Il vint, en 1926, étudier le Droit à Paris, où il vécut désormais. Me Murat adhéra à l'Action française. En 1931 il s'inscrivit au barreau. Pendant près de 45 ans il exerça sa profession d'avocat à Paris. Il fut un des collaborateurs du bâtonnier Marie de Roux et fut mêlé aux affaires politiques. Il écrivait à la Revue des questions historiques, à la Production française, à l'Ouvrier français, au Corporatisme. Il donnait des conférences. Il enseigna au Cercle La Tour du Pin, dont il fut vice-président. L'Institut d'études corporatives et sociales ayant été fondé à la demande et sous le patronage de professeurs à la Faculté de droit de Paris, A. Murat fut pendant deux années, chargé du cours de droit public et titulaire de la chaire Albert de Mun.
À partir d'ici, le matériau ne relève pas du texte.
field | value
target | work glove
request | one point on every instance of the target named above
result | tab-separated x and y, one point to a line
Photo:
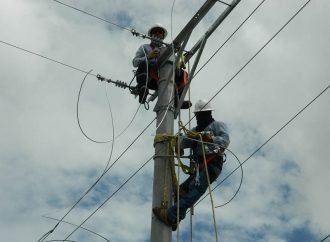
207	136
178	142
153	54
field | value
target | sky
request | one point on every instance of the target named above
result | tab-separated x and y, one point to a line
47	163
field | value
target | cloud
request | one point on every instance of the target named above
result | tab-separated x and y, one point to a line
47	163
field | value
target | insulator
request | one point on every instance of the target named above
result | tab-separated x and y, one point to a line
101	78
121	84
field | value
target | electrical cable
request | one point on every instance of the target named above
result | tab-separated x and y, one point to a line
230	36
325	238
94	184
252	58
109	197
132	31
45	57
88	230
261	146
92	15
55	60
240	166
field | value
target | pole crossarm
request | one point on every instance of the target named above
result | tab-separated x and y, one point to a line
199	46
210	31
187	30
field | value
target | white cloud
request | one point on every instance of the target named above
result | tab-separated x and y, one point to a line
47	163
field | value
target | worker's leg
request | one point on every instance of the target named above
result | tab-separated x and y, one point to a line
195	192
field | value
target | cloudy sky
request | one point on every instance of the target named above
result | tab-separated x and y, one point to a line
47	164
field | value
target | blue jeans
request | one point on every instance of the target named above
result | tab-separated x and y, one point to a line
194	192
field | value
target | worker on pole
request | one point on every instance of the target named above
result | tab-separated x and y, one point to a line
147	73
208	140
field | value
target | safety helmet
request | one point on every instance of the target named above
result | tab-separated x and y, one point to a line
203	105
155	27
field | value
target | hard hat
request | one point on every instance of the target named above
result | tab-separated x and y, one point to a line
155	27
203	105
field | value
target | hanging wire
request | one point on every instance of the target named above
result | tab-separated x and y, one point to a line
277	132
45	57
94	184
325	238
92	15
99	207
88	230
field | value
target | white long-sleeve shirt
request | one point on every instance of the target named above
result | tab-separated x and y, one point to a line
220	137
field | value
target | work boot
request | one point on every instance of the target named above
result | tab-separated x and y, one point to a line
143	93
161	214
186	105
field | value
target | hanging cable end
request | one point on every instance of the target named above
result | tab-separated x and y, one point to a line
99	77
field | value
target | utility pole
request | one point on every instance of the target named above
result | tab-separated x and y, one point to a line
162	188
162	184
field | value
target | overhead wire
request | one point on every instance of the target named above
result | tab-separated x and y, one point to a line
269	139
255	55
92	15
45	57
106	200
64	63
88	230
132	31
263	47
325	238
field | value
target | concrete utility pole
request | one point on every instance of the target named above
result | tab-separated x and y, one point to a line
162	174
162	185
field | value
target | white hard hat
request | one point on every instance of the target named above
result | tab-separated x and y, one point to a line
155	27
203	105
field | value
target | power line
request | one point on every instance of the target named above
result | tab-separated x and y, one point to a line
109	197
132	31
230	36
325	238
277	132
258	52
88	230
45	57
94	184
92	15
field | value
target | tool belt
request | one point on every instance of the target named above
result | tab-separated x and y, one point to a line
215	159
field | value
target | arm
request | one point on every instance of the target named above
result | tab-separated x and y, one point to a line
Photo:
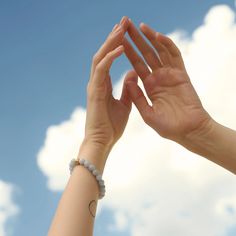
176	111
106	119
215	142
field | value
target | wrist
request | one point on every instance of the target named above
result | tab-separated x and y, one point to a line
94	152
202	139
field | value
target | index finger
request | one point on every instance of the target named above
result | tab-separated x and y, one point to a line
113	40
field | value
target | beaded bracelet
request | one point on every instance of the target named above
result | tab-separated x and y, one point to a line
94	172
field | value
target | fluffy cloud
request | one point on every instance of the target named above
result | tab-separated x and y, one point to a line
164	189
7	208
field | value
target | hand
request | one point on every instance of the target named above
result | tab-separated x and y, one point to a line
107	116
176	110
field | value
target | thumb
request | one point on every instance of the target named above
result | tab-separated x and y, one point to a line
131	76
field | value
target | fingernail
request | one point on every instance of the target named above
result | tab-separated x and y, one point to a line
123	19
118	28
115	27
121	47
142	24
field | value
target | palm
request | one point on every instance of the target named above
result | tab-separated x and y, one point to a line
176	107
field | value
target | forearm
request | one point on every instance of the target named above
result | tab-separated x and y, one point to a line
77	207
215	142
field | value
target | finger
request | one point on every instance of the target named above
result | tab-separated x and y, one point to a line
125	97
102	68
148	53
136	61
140	101
161	49
172	48
113	40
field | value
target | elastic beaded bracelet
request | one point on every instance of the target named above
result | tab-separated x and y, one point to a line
93	171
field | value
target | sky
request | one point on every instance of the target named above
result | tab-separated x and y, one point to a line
46	49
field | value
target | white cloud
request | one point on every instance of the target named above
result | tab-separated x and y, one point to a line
8	209
164	189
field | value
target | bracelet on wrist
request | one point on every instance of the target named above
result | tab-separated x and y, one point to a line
92	169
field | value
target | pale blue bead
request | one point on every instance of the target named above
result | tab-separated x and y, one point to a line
81	161
98	177
91	167
95	172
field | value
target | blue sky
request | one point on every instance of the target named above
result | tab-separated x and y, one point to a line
45	56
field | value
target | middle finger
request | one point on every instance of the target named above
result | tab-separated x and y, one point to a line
147	51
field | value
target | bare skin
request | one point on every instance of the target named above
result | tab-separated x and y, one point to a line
176	113
105	122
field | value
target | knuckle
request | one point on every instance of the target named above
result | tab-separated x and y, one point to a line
99	68
95	58
151	55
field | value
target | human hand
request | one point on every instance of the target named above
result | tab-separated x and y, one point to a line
176	110
106	116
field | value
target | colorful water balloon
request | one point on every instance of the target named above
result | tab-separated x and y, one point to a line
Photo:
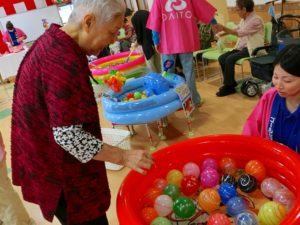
209	200
209	178
161	221
269	185
227	178
149	214
247	183
257	169
160	183
235	206
209	163
172	190
150	195
189	185
191	169
246	218
218	219
174	177
271	213
226	192
228	165
285	197
184	207
163	205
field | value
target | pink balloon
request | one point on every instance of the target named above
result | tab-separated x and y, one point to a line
209	163
160	183
163	205
269	186
209	178
218	219
191	169
285	197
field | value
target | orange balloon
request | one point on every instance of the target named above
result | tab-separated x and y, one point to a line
149	214
209	200
150	196
228	165
257	169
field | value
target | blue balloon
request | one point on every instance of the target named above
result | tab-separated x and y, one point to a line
246	218
235	206
155	82
226	192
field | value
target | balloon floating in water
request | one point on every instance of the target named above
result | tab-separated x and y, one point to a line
247	183
161	221
271	213
226	178
191	169
228	165
209	200
235	206
184	207
257	169
218	219
269	185
163	205
246	218
226	192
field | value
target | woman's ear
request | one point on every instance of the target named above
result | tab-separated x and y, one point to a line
88	22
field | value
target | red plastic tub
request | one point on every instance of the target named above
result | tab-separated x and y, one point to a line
281	163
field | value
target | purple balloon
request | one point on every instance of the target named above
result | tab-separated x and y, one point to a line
209	178
209	163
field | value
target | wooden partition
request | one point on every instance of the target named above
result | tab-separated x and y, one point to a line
262	10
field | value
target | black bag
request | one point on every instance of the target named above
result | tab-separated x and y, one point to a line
262	67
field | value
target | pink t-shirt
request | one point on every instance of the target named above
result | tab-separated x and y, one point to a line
176	21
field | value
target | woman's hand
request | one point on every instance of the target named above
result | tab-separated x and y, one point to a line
138	160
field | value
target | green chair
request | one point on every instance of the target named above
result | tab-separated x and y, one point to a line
197	62
214	54
267	40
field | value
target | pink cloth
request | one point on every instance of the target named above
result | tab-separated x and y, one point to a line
20	33
251	25
176	23
257	122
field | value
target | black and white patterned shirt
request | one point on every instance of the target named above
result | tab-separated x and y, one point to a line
79	143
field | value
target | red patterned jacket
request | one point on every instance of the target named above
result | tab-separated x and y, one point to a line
52	90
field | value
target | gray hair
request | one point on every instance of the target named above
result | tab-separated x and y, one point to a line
104	10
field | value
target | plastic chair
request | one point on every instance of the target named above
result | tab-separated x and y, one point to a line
214	54
267	40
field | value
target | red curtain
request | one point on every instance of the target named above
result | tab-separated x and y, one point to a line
8	5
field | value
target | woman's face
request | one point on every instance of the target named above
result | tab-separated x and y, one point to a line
97	36
286	84
241	11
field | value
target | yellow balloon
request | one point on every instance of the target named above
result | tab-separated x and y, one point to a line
174	177
271	213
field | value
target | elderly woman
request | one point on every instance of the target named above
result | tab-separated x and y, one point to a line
277	114
57	149
13	36
251	35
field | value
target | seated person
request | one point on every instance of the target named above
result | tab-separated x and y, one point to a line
130	36
251	35
277	114
13	36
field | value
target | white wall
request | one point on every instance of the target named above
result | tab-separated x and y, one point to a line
231	3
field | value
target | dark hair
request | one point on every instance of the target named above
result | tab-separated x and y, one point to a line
247	4
289	59
9	25
128	12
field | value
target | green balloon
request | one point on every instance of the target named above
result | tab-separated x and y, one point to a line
184	207
172	190
161	221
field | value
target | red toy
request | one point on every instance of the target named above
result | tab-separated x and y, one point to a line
115	81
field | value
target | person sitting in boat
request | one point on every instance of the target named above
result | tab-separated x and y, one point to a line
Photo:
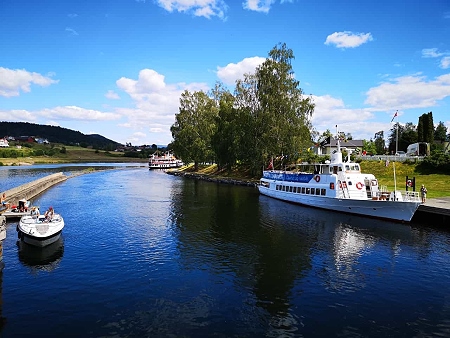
3	201
35	212
22	205
49	214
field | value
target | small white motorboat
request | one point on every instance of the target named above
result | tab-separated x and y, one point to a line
39	230
17	211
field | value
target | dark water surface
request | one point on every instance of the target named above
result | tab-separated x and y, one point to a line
146	254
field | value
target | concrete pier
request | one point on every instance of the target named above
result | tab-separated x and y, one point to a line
34	188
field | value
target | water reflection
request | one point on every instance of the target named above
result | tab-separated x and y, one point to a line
41	259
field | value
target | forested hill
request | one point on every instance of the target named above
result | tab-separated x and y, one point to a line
55	134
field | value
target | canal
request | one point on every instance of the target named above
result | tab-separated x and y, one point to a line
146	254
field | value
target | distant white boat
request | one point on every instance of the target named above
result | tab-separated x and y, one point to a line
339	186
166	161
39	231
17	211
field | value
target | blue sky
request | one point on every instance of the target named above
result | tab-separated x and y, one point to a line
117	68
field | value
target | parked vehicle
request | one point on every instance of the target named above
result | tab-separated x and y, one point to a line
418	149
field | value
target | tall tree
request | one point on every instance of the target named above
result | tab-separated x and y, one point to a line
193	128
408	136
379	143
225	141
278	111
425	128
440	134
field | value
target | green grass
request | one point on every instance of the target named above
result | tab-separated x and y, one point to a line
73	155
436	184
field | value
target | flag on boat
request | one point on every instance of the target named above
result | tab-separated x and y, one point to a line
395	115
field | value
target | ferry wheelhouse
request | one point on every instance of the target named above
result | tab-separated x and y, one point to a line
165	161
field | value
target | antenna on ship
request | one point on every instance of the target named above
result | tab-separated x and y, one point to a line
338	140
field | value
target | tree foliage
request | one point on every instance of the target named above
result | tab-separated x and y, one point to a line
194	126
267	116
425	128
379	143
440	134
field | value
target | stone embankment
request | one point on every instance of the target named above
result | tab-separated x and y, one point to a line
32	189
210	178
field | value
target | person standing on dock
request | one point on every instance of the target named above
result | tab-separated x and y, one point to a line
423	193
3	201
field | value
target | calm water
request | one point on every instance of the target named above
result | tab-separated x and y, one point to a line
146	254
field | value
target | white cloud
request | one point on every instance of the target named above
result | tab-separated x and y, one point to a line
358	122
430	53
12	81
445	62
234	71
348	39
409	92
76	113
156	102
202	8
112	95
71	31
258	5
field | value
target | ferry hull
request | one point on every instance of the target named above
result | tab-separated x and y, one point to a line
392	210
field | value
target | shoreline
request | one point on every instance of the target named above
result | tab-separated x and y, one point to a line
210	178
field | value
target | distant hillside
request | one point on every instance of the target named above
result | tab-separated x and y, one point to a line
55	134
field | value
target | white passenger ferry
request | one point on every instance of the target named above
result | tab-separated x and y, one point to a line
339	186
166	161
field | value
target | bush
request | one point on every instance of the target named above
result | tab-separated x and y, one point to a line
437	163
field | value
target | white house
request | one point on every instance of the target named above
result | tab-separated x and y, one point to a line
4	143
329	146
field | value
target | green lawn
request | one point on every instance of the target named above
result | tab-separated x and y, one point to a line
437	185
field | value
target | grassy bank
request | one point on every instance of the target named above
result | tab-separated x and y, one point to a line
72	155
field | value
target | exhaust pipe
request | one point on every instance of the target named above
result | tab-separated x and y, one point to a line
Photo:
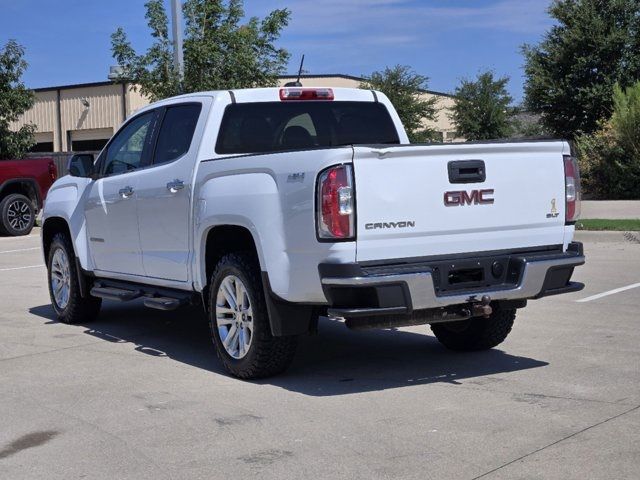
423	317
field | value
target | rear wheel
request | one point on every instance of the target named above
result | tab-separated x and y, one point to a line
17	215
477	333
64	288
240	323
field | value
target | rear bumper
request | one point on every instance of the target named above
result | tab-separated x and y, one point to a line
355	290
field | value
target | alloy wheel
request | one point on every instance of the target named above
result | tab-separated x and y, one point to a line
234	317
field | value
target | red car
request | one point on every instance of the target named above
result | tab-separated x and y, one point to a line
23	187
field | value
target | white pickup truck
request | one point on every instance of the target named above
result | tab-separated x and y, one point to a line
272	207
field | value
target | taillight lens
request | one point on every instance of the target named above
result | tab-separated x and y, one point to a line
335	204
53	171
572	188
306	94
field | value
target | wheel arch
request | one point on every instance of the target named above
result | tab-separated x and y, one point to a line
223	239
285	318
51	227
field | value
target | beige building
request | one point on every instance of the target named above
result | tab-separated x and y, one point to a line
83	117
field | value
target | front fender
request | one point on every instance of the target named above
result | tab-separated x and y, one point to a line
66	200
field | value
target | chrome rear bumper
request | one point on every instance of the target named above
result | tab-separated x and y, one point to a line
536	280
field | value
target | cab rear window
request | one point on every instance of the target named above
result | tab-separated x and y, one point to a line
277	126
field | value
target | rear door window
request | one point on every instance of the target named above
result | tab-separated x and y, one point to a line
276	126
176	133
125	152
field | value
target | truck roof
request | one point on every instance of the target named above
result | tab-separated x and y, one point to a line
272	94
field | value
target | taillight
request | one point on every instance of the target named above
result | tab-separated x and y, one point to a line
53	171
335	204
306	94
572	189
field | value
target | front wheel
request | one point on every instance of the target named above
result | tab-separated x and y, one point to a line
240	323
64	288
17	215
477	333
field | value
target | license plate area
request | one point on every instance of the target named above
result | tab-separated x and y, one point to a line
465	275
473	274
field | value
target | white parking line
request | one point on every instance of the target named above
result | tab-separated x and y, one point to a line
20	268
23	237
608	292
21	250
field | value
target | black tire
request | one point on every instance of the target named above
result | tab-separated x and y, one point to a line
17	215
77	309
266	355
476	333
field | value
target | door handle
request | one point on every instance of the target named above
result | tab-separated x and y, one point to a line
175	185
125	192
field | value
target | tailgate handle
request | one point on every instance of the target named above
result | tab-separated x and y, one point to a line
466	171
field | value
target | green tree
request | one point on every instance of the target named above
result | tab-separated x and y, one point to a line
571	73
15	99
220	50
482	108
610	157
406	90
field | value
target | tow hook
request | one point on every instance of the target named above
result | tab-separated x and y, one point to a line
482	309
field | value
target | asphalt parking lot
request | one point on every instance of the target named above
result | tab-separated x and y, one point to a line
140	394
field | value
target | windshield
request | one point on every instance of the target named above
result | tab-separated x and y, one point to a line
277	126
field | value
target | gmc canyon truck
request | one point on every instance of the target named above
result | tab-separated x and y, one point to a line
23	188
272	207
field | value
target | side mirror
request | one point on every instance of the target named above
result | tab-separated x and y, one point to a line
81	165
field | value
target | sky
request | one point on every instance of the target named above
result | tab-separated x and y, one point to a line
68	41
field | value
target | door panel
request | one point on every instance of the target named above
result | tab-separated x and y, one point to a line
111	207
164	194
112	225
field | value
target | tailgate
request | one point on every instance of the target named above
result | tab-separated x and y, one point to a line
417	201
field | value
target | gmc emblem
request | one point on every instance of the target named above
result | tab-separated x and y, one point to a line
462	197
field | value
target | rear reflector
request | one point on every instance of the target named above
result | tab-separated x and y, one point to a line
53	171
306	94
572	189
335	204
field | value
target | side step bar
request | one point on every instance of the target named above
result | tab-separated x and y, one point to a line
155	297
117	294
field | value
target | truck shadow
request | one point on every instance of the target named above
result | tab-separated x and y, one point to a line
337	361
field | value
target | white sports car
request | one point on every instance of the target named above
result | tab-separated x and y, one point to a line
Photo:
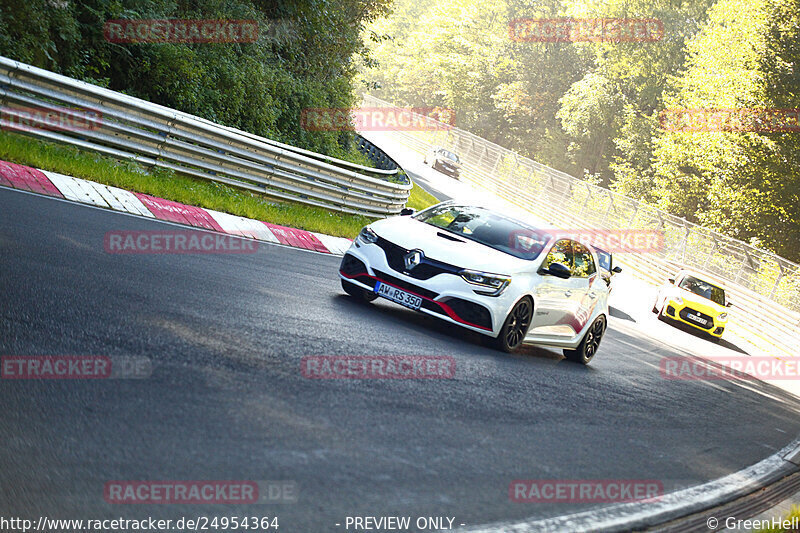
487	272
Pendant l'occupation, Me Murat ne voulut pas revenir à Paris, occupé. Il travailla les questions juridiques du Service de l'Artisanat, à Vichy.

Après 1945, Me Murat reprit sa place au Palais. Ce fut lui qui prit l'initiative de défendre les écoles libres (affaire des kermesses vendéennes). Il fit interdire l'emploi du penthotal en justice (affaire Cens, dite du Sérum de la vérité). Il défendit l'auteur du Trafic des piastres. Il eut à plaider des dossiers politiques, OAS,- Aspects de la France.

Avant de quitter sa profession et Paris Antoine Murat fut appelé à présider l'association parisienne qui groupe des originaires de la Corrèze, de la Creuse et de la Haute-Vienne : les amitiés limousines.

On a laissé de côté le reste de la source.